And the headphones return.

Our building is a renovated art school, and it's a lot like the Barbie Dreamhouse my sister had when we were kids. Not because it's terribly lavish or exceptionally grand or because it has any relation to Malibu Ken, but because it is small, and made mostly from plastic. There are attempts, and these are building-wide, to hide the obviously cramped nature of the place--bright pastels and post-modern furniture splashed about the common rooms--but even to Barbie the place would seem like a postmodern Japanese bus station.

This is why I'm not allowed overnight guests: there's very little place to put them. Anyone invited over must leave photo identification at the front desk, and then retrieve it on their way out the door before the stroke of midnight. My dorm, in this regard, is how I always imagined boarding school, the main difference being that we are allowed beer in our kitchens and bedrooms.

I share a bathroom with the Russian, and it's a little over two feet square, shoved into the corner of the room by the door.

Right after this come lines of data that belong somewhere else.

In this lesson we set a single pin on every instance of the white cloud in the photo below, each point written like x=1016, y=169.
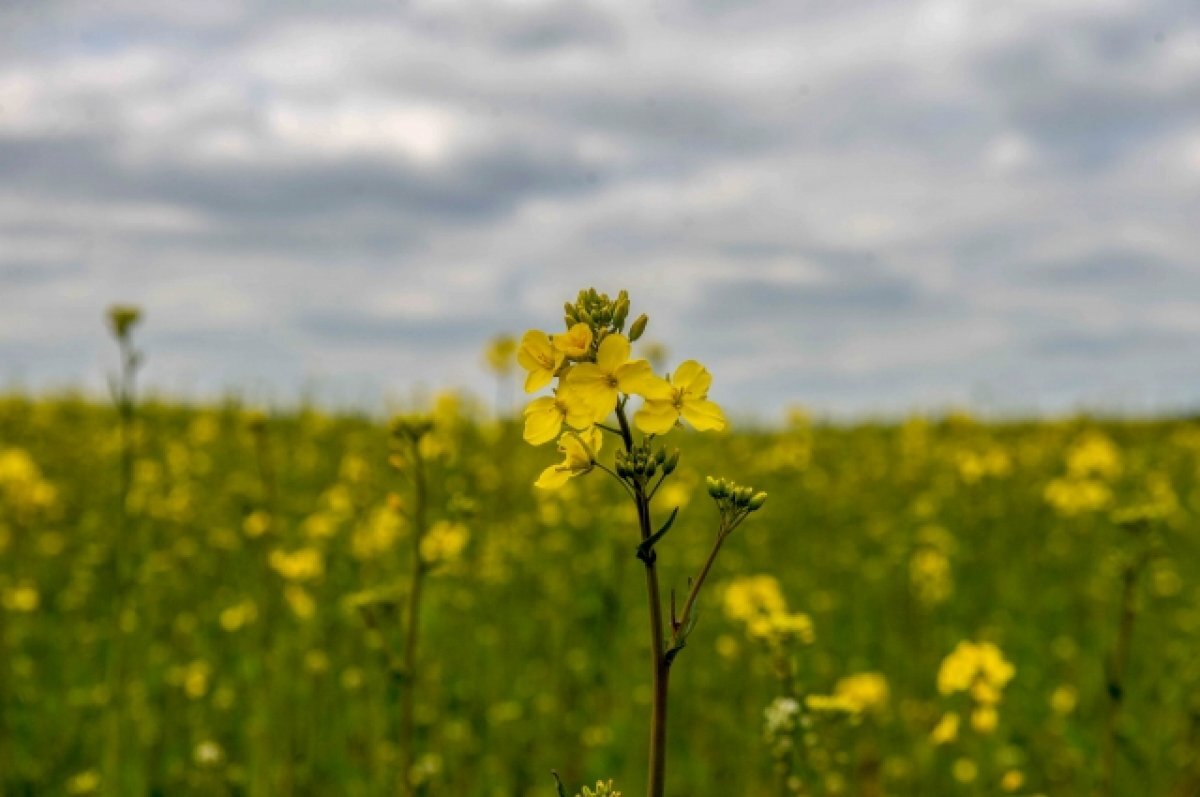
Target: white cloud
x=820, y=199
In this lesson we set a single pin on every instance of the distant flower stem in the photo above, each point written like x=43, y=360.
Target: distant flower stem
x=412, y=629
x=125, y=559
x=1119, y=664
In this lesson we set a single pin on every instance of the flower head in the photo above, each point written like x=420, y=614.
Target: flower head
x=545, y=417
x=579, y=451
x=574, y=342
x=612, y=373
x=684, y=396
x=539, y=357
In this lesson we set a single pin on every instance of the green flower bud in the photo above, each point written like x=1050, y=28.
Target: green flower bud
x=639, y=327
x=621, y=311
x=121, y=318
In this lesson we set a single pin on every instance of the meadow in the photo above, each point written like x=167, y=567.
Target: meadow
x=213, y=605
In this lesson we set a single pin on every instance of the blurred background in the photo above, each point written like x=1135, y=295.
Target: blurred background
x=864, y=205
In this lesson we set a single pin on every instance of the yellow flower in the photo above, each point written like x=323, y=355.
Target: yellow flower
x=1012, y=780
x=685, y=395
x=545, y=415
x=611, y=373
x=539, y=357
x=444, y=541
x=579, y=451
x=947, y=730
x=984, y=719
x=574, y=342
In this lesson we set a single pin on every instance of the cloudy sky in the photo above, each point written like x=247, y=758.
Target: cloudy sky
x=861, y=205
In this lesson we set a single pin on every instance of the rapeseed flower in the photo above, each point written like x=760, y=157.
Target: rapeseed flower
x=601, y=382
x=574, y=343
x=545, y=417
x=684, y=396
x=539, y=357
x=579, y=451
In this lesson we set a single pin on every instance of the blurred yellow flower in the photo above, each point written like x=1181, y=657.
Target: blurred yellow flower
x=443, y=541
x=947, y=729
x=1012, y=780
x=22, y=598
x=539, y=357
x=978, y=667
x=750, y=597
x=499, y=353
x=305, y=564
x=684, y=396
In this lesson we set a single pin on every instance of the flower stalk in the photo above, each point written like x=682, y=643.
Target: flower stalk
x=593, y=377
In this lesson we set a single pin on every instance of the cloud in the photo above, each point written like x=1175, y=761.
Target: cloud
x=862, y=205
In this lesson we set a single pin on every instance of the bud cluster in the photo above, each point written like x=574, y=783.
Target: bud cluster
x=732, y=498
x=121, y=319
x=603, y=315
x=642, y=462
x=411, y=427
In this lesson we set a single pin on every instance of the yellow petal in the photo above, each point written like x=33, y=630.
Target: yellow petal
x=604, y=401
x=694, y=377
x=655, y=417
x=636, y=377
x=586, y=376
x=653, y=388
x=543, y=424
x=535, y=349
x=579, y=408
x=703, y=415
x=539, y=406
x=575, y=342
x=552, y=478
x=613, y=352
x=538, y=379
x=593, y=438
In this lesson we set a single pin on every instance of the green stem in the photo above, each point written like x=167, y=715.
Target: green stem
x=412, y=630
x=660, y=669
x=1117, y=667
x=124, y=561
x=681, y=623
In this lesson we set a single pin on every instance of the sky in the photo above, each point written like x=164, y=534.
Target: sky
x=862, y=207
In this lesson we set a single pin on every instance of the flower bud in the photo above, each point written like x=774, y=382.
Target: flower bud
x=121, y=318
x=637, y=327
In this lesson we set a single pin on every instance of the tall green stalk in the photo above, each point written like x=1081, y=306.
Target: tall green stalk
x=411, y=663
x=126, y=551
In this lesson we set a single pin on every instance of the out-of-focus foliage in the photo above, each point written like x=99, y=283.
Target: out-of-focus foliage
x=922, y=607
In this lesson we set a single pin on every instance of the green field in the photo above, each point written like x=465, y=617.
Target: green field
x=233, y=624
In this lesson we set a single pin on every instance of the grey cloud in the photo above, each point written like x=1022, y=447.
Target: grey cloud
x=857, y=204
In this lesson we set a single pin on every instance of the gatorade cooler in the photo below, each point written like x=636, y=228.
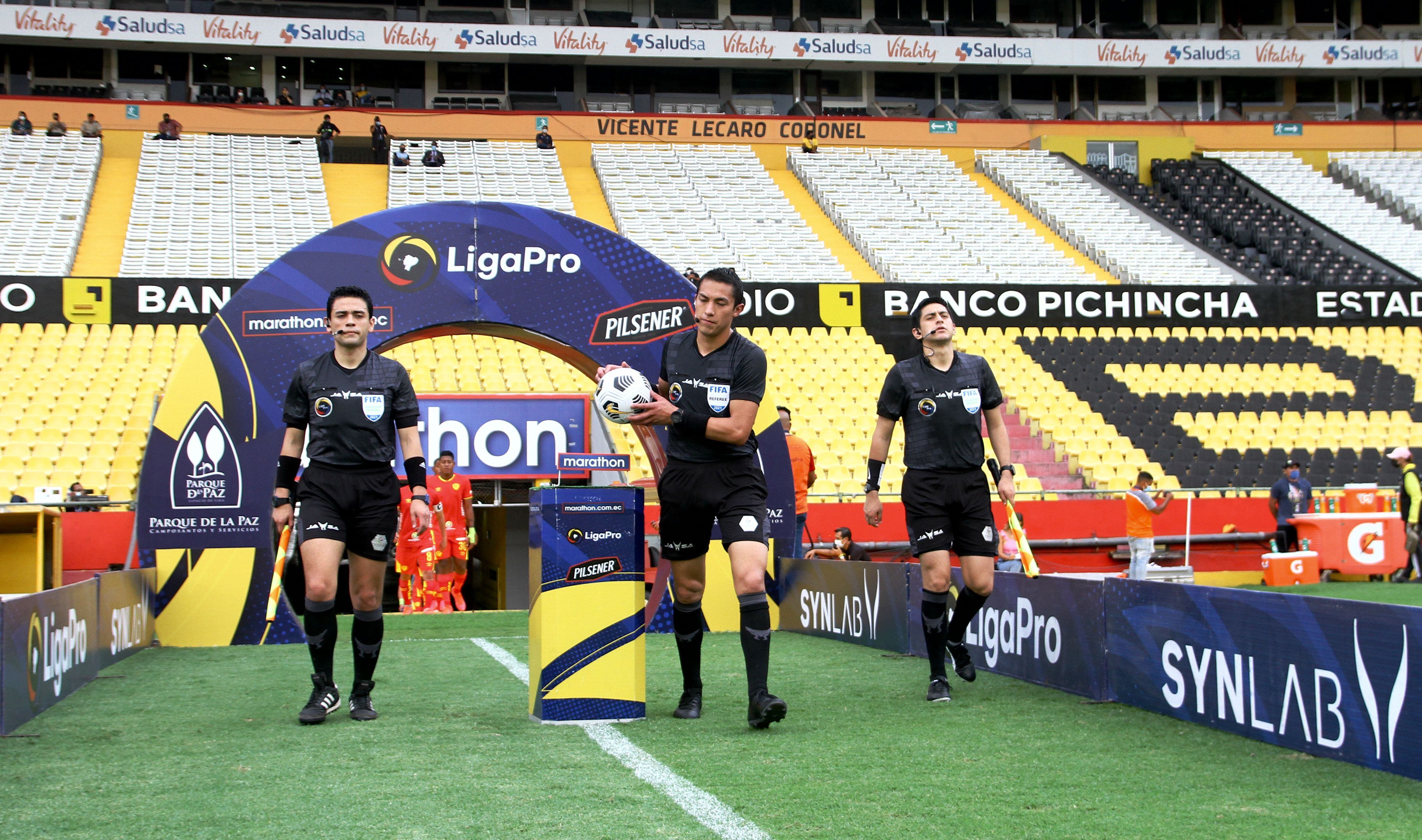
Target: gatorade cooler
x=586, y=620
x=1290, y=568
x=1360, y=498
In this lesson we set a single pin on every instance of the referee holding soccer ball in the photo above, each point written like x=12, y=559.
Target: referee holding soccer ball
x=713, y=380
x=943, y=397
x=346, y=409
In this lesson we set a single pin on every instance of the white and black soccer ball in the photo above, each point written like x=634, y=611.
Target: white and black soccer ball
x=621, y=390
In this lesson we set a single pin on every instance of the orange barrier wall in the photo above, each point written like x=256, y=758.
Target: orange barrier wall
x=713, y=128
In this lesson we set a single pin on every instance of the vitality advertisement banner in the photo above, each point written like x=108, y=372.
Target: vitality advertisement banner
x=130, y=29
x=50, y=649
x=1046, y=630
x=861, y=603
x=1320, y=676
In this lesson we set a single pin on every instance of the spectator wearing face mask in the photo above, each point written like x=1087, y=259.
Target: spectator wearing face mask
x=1289, y=498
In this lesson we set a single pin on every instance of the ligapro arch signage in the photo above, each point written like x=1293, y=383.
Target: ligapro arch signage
x=454, y=39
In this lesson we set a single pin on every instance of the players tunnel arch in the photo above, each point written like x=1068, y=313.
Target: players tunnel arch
x=565, y=286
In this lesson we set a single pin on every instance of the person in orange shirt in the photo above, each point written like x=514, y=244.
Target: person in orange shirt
x=1140, y=529
x=414, y=556
x=802, y=465
x=457, y=500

If I shave on the toilet, I can complete my morning ritual and move just once. One move. In the space of a linen closet, they've managed to somehow fit a shower, toilet, sink, rack, cabinet, and shelf. I can't help but miss the days when I didn't worry about stepping out from the shower curtain, groping for my towel and sticking my foot in the toilet.

The building has no dining hall and our program includes no meals. It's been three weeks, and you can tell who is traveling on a tight budget by the way their clothes hang loose on their frames. Goods and services in London are among the most expensive in the developed world, and just about everything here runs double what you'd expect to pay in the states. Sections of our program have gone on the "poverty miracle diet," losing up to two-and-a-half inches in just three-and-a-half weeks. My roommate already rations his diet with powdered soup, which he eats at his desk 'with' his girlfriend.

Most of us have accepted that we will leave this city broke. The rest have resolved to leave hungry.

We have made it three weeks, and we're learning the ropes. In three more months, we may get this place down, but there is also the chance, the overwhelming possibility, that this town might eat us Yankees alive. Three weeks. We'll see.